Paul Goldberger wrote an article for The New Yorker this past week talking about a new building by Daniel Fisher. Dr. Fisher has designed a building using Dynamic Architecture creating an 80 story skyscraper in which every floor rotates independently of the other floors. He calls it "flexible for life" able to morph for the user today and tomorrow and everyone can have the mixture of views from the building. To make it environmentally friendly, each floor is separated by a few feet of space to accommodate wind turbines which make the building self powered.
Deloitte and Charles Lockwood released a study The Dollars and Sense of Green Retrofits. Lots of statistics that I have seen before and heard about for years supporting green building. There were a couple of highlights I pulled out that were interesting. Deloitte states that organizations that forego green building for whatever reason ( usually ROI ), should reconsider because they are predicting that within the next three years they will be at a competitive disadvantage due to higher operating costs, lower productivity and declining attraction of skilled workers - and don't forget a potential of negative brand image. Then there are the dollars and sense, LEED building are commanding rent premiums, have a higher occupancy rate and sell higher on the market. My personal favorite statistic is the movement of the younger workforce where 80% are saying that they are interested in a job that has a positive impact on the environment and 92% want to work at a company that is environmentally friendly.
The quote of the week in The Week magazine is about how the person could not afford to drive their Land Rover anymore due to the cost of gas.
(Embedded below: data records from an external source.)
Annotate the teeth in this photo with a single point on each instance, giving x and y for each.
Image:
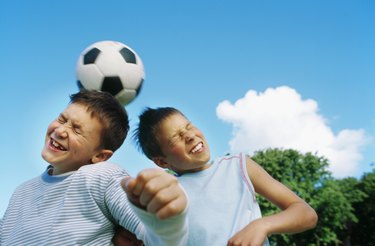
(196, 148)
(56, 145)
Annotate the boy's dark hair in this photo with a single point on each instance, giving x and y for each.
(145, 135)
(112, 115)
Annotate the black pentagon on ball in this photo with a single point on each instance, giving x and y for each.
(128, 55)
(90, 56)
(112, 85)
(138, 90)
(80, 86)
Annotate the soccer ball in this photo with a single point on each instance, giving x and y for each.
(113, 67)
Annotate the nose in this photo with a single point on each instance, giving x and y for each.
(189, 136)
(61, 131)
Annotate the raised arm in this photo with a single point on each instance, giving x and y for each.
(158, 193)
(296, 215)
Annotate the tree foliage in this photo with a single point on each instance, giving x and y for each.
(337, 202)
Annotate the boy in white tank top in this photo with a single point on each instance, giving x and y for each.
(223, 209)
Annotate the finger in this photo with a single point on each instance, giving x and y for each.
(169, 201)
(143, 177)
(128, 185)
(175, 207)
(155, 185)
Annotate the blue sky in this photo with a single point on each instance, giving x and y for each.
(250, 74)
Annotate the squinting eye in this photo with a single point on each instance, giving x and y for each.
(60, 120)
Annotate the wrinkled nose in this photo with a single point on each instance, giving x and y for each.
(189, 136)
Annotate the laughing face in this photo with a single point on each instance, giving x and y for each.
(73, 140)
(184, 146)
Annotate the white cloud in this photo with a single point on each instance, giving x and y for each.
(280, 118)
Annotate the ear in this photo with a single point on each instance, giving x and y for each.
(103, 155)
(160, 162)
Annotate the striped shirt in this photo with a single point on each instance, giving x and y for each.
(81, 208)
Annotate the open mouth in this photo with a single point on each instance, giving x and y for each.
(198, 148)
(55, 145)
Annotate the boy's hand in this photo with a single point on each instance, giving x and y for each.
(156, 191)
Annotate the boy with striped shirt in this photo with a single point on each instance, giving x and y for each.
(78, 200)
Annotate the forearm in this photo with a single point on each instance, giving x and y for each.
(172, 231)
(298, 217)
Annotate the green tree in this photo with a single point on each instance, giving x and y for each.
(307, 175)
(363, 231)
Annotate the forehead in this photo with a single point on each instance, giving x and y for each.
(79, 114)
(172, 124)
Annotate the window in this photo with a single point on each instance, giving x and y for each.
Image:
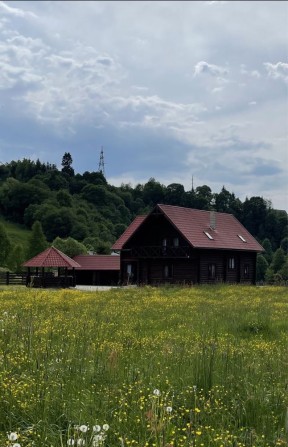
(231, 263)
(164, 246)
(168, 271)
(211, 271)
(242, 238)
(176, 242)
(246, 271)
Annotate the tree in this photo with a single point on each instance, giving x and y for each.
(266, 244)
(174, 194)
(5, 246)
(37, 241)
(67, 164)
(203, 196)
(16, 258)
(278, 260)
(284, 245)
(153, 192)
(261, 267)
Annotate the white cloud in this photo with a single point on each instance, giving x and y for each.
(6, 9)
(278, 70)
(203, 67)
(125, 79)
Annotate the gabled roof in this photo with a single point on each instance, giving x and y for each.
(128, 232)
(51, 257)
(98, 262)
(192, 224)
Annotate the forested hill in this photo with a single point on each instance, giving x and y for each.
(88, 209)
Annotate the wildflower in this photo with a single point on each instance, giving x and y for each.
(12, 436)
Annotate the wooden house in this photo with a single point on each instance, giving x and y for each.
(187, 246)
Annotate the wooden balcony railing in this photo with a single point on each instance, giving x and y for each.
(156, 251)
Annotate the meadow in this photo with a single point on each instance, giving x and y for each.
(136, 367)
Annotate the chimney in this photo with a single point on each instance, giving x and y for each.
(212, 220)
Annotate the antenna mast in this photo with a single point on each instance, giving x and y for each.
(101, 162)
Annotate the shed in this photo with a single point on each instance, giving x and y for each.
(51, 258)
(97, 269)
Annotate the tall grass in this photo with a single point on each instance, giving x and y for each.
(159, 367)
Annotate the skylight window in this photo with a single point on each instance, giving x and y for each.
(208, 235)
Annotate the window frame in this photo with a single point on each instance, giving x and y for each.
(212, 270)
(246, 271)
(168, 271)
(231, 263)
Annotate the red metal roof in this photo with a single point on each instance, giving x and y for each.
(98, 262)
(192, 224)
(128, 232)
(51, 257)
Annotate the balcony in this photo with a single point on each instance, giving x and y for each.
(159, 251)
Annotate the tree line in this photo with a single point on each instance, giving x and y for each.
(91, 214)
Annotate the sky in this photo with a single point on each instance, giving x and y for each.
(170, 90)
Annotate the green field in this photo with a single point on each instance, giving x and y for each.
(158, 367)
(17, 234)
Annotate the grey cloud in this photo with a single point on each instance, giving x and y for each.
(6, 9)
(203, 67)
(278, 70)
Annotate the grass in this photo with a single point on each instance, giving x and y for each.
(157, 367)
(17, 234)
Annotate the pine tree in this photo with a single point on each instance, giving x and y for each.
(16, 259)
(37, 242)
(67, 164)
(5, 246)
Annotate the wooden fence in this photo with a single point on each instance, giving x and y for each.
(13, 279)
(47, 280)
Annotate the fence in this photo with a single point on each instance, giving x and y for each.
(13, 279)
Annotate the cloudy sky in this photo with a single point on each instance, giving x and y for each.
(169, 89)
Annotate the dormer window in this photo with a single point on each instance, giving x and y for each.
(208, 235)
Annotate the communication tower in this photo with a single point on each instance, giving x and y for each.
(101, 162)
She goes on to say that she used to laugh when drivers of small cars honked at her and she would think Go ahead, make my day. I could crush you like a bug. Oh, how have the mighty fallen now.
Harvard Business Review has a host of articles about people, alignment, motivation, leadership and high-commitment, high- performance CEOs. There is a list of companies that are lead by this leadership - a whole bunch of environmentally aware companies appear.
And last but not least, the USGBC announced earlier this month that they will release a huge revision to the current LEED systems that includes realignment, consolidation, updating and streamlining the process. The drivers for this change are nested in the input from the users of LEED that criticize it for being too rigid, cumbersome and demanding - and too costly.
So if you link all of these together, the message coming into my head is that the individual is the common denominator in these readings. The individual wants a view no matter where they are in a building, the individual wants to work in a environmentally friendly building, the individual is making decisions about their behavior and mindset, companies want to influence individuals in multiple ways and individuals are demanding change in benchmarks. So, bringing it back to the almighty adaptable workspace, doesn't it make sense to think before you act and bring attributes of environmentally friendly ways of building into your workplace to accommodate the diversity of the individual?